For a huge Japanese corporation that’s thought to be incredibly conservative, it’s easy to forget that Canon hasn’t been afraid to try out some radical designs over the years. This one is up there with the best of them: a point-and-shoot that looks like a video camera and featuring a flash where you'd never expect it.
Introduced in 1990, this bizarre device went under a couple of different names: the Epoca in Europe, the Photura in the U.S., and rather wonderfully, the Autoboy Jet over in Japan. Sitting somewhere between a point-and-shoot and a bridge camera, it has a 35-105mm zoom lens and the built-in flash — placed where no other flash has been placed before and probably since — is said to be quite powerful.
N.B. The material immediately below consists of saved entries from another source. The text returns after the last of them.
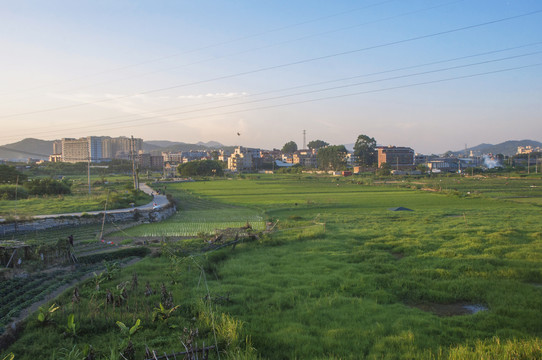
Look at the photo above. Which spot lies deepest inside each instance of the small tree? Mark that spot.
(332, 157)
(365, 150)
(9, 175)
(316, 144)
(289, 148)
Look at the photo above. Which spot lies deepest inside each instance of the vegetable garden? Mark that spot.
(341, 276)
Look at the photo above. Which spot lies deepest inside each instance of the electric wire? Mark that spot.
(335, 96)
(304, 61)
(259, 48)
(144, 118)
(210, 46)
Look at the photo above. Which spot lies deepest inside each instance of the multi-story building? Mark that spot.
(244, 159)
(120, 147)
(83, 149)
(148, 161)
(172, 157)
(170, 169)
(306, 158)
(397, 157)
(528, 149)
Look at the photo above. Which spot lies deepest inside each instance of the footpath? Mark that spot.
(157, 202)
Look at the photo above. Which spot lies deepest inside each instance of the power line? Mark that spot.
(266, 46)
(344, 95)
(153, 114)
(318, 58)
(220, 43)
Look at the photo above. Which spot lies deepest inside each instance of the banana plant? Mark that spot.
(162, 313)
(127, 332)
(45, 316)
(71, 326)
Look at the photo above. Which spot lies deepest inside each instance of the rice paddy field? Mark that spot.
(197, 216)
(342, 276)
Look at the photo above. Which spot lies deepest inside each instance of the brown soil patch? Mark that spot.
(451, 309)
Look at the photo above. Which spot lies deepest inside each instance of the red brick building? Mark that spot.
(399, 158)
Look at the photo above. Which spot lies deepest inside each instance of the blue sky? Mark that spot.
(433, 75)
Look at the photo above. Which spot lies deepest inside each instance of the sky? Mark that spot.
(434, 75)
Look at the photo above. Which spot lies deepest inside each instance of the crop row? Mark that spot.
(191, 228)
(20, 293)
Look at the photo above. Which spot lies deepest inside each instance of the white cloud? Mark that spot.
(213, 95)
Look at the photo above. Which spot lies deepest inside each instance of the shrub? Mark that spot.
(12, 192)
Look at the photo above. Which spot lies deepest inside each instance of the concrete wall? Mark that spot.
(71, 221)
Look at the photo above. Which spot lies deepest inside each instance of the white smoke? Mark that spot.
(491, 162)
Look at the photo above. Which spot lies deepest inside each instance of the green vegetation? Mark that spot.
(201, 168)
(115, 190)
(10, 175)
(341, 276)
(196, 216)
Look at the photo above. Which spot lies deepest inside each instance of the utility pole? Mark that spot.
(133, 163)
(88, 165)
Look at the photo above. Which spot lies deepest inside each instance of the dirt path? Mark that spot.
(34, 307)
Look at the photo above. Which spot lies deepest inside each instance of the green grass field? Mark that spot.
(197, 215)
(342, 277)
(116, 192)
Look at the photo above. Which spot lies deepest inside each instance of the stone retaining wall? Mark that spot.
(71, 221)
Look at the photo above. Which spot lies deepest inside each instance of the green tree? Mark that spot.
(289, 148)
(201, 168)
(365, 150)
(317, 144)
(332, 157)
(9, 174)
(384, 170)
(48, 186)
(423, 168)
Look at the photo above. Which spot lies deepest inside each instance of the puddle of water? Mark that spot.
(475, 308)
(452, 309)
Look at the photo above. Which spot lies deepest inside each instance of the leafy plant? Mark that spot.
(71, 326)
(45, 315)
(162, 313)
(127, 332)
(73, 354)
(9, 356)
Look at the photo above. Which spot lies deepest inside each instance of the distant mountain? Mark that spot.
(157, 146)
(27, 148)
(507, 148)
(211, 144)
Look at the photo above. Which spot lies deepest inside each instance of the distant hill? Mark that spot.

As George Muncey of NegativeFeedback explains in this short video, the resulting images are impressive and it seems that Canon didn’t cut too many corners when designing this experimental camera. The lens offers a surprisingly wide f/2.8 when shooting at 35mm, closing down to f/6.6 when zoomed in.
Canon wasn’t being entirely original with this design as the likes of the Chinon Genesis, Yashica Samurai, and Ricoh Mirai all preceded the Photura, though the Photura was the first (and only?) camera to decide on this placement of the flash, and none of the others seem to come close in terms of the lens.